Study Reveals Bias Against Super Commuters in Hiring Practices
"Low-wage employers in Washington, D.C., discriminate against applicants with longer commutes and those with stereotypically “black” names," reports Denise-Marie Ordway, previewing a study [pdf] forthcoming in the Journal of Human Resources.
"The study finds that when presented with otherwise similar resumes, hiring managers who are trying to fill a position that requires only a high school diploma are less likely to call back applicants who live farther away. Applicants from distant communities get 14 percent fewer callbacks than those living nearby," according to Ordway.
The finding about a preference for hiring people with shorter commutes is separate from the study's other finding: that people with stereotypically black sounding names are also less likely to receive hiring call backs.
The author of the story, David C. Phillips, views these findings as likely to mirror similar realities in other cities. "[Phillips] suggests that policies aimed at moving lower-income adults closer to jobs or better public transportation systems may improve their chances of securing work," according to Ordwell. The article also clearly stands the new study in contrast to a 2007 study by scholars at the National Bureau of Economic Research and Harvard University finding that "public housing residents did not improve their work status after moving to higher-income areas."
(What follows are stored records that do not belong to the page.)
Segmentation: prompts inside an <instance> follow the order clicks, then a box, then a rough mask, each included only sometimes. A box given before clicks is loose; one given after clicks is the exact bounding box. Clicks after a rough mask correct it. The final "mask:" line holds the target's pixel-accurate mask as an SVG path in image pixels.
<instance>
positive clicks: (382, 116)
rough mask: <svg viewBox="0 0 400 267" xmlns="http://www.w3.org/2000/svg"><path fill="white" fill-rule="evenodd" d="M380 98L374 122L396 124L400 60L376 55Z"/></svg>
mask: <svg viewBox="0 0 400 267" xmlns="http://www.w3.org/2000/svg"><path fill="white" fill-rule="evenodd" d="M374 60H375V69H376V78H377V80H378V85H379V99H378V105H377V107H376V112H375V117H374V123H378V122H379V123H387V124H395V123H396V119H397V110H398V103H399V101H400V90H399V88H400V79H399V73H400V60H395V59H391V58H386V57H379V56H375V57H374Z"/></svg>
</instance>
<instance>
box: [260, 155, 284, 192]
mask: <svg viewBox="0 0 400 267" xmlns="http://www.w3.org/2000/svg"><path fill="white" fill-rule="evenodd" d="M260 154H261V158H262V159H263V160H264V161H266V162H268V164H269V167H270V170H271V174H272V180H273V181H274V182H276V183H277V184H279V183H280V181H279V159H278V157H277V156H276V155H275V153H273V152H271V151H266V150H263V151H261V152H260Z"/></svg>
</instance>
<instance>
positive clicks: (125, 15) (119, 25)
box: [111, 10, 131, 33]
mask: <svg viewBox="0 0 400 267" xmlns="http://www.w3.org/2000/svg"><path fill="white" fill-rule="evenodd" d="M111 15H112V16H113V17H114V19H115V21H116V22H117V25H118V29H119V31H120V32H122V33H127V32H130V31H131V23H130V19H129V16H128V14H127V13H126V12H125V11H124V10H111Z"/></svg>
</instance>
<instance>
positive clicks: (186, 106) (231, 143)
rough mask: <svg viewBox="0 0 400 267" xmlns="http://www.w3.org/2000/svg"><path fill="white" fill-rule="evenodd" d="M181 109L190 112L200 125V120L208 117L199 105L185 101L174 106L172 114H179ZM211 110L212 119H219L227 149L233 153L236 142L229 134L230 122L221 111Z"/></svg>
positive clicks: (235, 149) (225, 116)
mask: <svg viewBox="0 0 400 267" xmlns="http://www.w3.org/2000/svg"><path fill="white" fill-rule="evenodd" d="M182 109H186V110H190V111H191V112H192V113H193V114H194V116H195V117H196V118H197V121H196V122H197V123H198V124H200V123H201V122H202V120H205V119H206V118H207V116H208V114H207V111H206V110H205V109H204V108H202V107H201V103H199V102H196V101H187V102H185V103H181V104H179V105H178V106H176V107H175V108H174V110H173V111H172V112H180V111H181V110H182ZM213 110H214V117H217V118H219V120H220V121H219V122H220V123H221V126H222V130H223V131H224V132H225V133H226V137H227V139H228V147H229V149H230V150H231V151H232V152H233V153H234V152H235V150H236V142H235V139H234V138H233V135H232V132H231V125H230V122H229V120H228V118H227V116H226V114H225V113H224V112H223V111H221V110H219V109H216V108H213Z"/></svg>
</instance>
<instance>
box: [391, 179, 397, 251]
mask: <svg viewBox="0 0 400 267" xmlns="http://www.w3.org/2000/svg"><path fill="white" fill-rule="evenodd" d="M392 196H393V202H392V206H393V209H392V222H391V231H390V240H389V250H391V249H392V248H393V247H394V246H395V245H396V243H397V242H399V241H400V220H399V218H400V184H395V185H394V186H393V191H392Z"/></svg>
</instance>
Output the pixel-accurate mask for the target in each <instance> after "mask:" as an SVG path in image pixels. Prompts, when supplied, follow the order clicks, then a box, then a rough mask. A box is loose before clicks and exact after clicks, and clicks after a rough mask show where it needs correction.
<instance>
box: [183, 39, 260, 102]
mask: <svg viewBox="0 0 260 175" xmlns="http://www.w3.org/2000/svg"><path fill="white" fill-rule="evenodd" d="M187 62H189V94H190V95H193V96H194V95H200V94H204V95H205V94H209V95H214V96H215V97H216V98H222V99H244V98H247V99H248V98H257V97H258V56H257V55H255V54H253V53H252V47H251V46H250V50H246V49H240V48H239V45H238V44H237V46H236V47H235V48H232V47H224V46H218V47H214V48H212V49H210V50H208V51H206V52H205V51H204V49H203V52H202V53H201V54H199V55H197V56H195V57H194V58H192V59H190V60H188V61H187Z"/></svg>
Phillips also presents these findings as troubling in light of an increasing super commuters and low-income populations moving farther afield in metropolitan areas, drastically increasing commute trip lengths in the demographic.
The new study also isn't the first to find evidence of bias against super commuters. A Planetizen blog post by Shane Philips from February 2014 details the findings and implications of similar analysis conducted at Xerox Services.